Input handlers
There are four types of input handlers:
- Global input handler. This unique handler will handle every changed settable properties for all nodes
bool globalInputHandler(const HomieNode& node, const String& property, const HomieRange& range, const String& value) { } void setup() { Homie.setGlobalInputHandler(globalInputHandler); // before Homie.setup() // ... }
- Node input handlers. This handler will handle every changed settable properties of a specific node
bool nodeInputHandler(const String& property, const HomieRange& range, const String& value) { } HomieNode node("id", "type", nodeInputHandler);
- Virtual callback from node input handler
You can create your own class derived from HomieNode that implements the virtual method bool HomieNode::handleInput(const String& property, const String& value)
. The default node input handler then automatically calls your callback.

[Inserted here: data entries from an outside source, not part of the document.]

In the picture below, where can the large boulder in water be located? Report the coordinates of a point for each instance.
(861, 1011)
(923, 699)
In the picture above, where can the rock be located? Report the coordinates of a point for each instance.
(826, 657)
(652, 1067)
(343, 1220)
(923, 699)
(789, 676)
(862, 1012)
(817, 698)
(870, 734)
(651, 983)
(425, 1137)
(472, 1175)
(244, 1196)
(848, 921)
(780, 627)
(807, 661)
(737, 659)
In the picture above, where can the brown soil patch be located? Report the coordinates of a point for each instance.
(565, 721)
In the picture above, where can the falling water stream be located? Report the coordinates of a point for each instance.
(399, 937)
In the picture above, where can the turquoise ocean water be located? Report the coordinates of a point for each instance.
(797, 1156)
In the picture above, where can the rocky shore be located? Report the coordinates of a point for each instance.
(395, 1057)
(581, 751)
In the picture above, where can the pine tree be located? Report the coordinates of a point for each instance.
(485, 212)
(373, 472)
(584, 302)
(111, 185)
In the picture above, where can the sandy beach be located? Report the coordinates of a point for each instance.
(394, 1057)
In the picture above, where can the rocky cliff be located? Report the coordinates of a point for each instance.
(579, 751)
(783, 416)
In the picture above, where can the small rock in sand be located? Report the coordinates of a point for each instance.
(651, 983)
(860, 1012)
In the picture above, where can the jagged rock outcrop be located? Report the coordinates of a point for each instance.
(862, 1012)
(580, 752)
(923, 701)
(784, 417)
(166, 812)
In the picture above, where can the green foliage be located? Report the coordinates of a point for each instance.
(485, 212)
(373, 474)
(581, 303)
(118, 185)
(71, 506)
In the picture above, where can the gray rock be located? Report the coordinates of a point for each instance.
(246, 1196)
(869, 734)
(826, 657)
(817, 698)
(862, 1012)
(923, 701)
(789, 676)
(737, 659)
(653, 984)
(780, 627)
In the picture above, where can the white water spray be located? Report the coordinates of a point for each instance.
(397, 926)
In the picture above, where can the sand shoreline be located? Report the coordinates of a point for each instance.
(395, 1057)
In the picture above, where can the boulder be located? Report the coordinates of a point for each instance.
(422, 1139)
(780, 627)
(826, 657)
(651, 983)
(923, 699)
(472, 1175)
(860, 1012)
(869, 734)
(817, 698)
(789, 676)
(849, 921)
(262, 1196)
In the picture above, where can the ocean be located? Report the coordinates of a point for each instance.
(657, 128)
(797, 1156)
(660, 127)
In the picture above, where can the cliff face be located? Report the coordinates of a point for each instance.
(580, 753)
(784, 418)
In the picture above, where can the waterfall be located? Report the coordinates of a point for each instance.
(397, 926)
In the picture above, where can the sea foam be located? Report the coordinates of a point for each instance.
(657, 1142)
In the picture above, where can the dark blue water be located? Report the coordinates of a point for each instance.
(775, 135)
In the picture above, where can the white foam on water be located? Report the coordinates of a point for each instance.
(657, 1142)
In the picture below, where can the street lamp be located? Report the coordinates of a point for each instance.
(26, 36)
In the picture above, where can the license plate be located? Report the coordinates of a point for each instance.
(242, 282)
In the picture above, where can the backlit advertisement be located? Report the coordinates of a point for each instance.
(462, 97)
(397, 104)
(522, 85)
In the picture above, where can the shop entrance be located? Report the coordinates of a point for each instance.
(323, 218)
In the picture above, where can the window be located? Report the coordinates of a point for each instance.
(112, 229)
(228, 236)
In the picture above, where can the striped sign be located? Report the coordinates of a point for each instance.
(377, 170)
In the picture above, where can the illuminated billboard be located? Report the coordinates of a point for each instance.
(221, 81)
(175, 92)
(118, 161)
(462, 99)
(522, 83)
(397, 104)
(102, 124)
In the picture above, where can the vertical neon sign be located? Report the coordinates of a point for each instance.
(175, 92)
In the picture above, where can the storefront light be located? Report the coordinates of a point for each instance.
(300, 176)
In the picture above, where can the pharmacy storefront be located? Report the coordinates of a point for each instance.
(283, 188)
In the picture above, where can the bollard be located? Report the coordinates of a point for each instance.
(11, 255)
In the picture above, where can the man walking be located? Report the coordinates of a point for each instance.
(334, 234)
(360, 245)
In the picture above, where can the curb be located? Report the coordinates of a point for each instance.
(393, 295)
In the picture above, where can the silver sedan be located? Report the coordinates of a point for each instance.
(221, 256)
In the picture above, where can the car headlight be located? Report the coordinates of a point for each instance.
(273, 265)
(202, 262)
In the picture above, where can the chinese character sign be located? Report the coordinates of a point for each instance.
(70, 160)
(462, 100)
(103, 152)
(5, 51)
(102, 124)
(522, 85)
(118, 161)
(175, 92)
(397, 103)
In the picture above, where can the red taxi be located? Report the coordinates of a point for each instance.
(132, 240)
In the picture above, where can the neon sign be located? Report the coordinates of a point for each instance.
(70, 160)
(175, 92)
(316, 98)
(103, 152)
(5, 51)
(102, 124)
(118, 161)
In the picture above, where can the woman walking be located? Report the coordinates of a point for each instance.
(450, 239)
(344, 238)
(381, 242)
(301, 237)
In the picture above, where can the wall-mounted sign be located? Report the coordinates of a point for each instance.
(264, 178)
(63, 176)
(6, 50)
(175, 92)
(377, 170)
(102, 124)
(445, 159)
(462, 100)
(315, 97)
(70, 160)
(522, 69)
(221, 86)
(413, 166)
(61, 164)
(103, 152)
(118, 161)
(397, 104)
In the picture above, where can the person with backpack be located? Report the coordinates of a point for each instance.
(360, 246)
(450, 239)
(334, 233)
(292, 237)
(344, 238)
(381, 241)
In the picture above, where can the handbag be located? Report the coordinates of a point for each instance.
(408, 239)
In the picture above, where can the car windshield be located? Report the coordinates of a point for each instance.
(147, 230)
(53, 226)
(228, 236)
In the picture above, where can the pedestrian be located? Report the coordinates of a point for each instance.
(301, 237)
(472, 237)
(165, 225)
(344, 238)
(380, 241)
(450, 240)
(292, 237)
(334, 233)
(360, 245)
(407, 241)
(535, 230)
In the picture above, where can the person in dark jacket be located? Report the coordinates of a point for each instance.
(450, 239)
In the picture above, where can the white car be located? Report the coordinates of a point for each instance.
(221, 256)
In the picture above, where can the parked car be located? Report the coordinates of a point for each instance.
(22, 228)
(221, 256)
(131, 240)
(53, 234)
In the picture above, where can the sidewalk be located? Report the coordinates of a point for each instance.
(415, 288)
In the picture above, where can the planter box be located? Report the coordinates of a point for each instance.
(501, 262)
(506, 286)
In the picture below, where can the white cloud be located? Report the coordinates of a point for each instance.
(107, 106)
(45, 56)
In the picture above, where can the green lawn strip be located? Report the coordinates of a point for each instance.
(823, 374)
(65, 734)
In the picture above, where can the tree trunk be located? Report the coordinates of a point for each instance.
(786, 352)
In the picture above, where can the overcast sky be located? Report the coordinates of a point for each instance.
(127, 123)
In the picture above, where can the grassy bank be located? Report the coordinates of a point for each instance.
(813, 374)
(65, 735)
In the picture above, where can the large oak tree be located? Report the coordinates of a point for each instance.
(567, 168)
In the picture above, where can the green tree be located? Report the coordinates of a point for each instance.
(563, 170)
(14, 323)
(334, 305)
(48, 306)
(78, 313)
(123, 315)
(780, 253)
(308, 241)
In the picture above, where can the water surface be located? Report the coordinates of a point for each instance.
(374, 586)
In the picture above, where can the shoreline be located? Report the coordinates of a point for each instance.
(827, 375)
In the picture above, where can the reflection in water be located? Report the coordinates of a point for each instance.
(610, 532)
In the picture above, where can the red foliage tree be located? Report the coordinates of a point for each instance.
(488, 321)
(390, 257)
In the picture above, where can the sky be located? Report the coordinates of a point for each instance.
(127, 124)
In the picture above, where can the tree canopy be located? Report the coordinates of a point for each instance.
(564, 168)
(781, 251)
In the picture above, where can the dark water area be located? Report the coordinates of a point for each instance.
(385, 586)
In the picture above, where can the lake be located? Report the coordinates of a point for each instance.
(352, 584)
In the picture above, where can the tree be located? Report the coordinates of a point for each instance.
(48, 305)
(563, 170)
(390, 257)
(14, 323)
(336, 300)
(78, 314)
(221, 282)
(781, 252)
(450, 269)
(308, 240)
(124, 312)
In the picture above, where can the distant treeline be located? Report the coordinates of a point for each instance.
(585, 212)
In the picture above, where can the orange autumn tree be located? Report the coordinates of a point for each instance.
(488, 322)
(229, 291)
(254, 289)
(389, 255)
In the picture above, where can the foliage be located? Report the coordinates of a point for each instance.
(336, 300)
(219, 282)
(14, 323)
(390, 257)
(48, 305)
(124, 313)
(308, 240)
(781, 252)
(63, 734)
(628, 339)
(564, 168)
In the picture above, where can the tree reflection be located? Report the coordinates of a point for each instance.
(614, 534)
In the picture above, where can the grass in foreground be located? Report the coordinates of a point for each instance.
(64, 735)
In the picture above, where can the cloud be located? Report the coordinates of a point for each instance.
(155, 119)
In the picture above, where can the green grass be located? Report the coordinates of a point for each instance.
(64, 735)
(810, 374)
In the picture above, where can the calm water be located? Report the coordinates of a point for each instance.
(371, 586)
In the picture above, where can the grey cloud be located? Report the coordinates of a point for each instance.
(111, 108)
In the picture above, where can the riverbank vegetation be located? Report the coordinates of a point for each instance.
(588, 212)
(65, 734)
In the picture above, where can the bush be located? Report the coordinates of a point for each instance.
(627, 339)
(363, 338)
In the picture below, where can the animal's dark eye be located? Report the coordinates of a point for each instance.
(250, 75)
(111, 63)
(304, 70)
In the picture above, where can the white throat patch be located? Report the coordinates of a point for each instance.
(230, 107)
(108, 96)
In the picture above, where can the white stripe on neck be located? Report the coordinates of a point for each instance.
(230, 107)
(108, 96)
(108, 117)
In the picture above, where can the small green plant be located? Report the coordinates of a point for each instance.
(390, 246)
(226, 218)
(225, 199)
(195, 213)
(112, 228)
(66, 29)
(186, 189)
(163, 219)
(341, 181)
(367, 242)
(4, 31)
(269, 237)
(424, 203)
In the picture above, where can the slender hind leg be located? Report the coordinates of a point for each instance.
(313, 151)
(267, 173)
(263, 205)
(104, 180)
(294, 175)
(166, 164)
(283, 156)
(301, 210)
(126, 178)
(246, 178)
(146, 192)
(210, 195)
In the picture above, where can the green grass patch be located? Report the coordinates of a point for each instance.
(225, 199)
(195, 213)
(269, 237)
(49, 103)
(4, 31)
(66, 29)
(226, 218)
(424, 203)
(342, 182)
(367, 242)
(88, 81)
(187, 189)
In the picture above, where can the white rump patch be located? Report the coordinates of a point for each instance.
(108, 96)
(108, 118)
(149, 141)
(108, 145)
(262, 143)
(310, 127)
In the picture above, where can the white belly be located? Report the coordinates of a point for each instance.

class RelaisNode : public HomieNode { public: RelaisNode(): HomieNode("Relais", "switch8"); protected: virtual bool handleInput(const String& property, const HomieRange& range, const String& value) { } };
- Property input handlers. This handler will handle changes for a specific settable property of a specific node
bool propertyInputHandler(const HomieRange& range, const String& value) { } HomieNode node("id", "type"); void setup() { node.advertise("property").settable(propertyInputHandler); // before Homie.setup() // ... }
You can see that input handlers return a boolean. An input handler can decide whether or not it handled the message and want to propagate it down to other input handlers. If an input handler returns true
, the propagation is stopped, if it returns false
, the propagation continues. The order of propagation is global handler → node handler → property handler.
For example, imagine you defined three input handlers: the global one, the node one, and the property one. If the global input handler returns false
, the node input handler will be called. If the node input handler returns true
, the propagation is stopped and the property input handler won't be called. You can think of it as middlewares.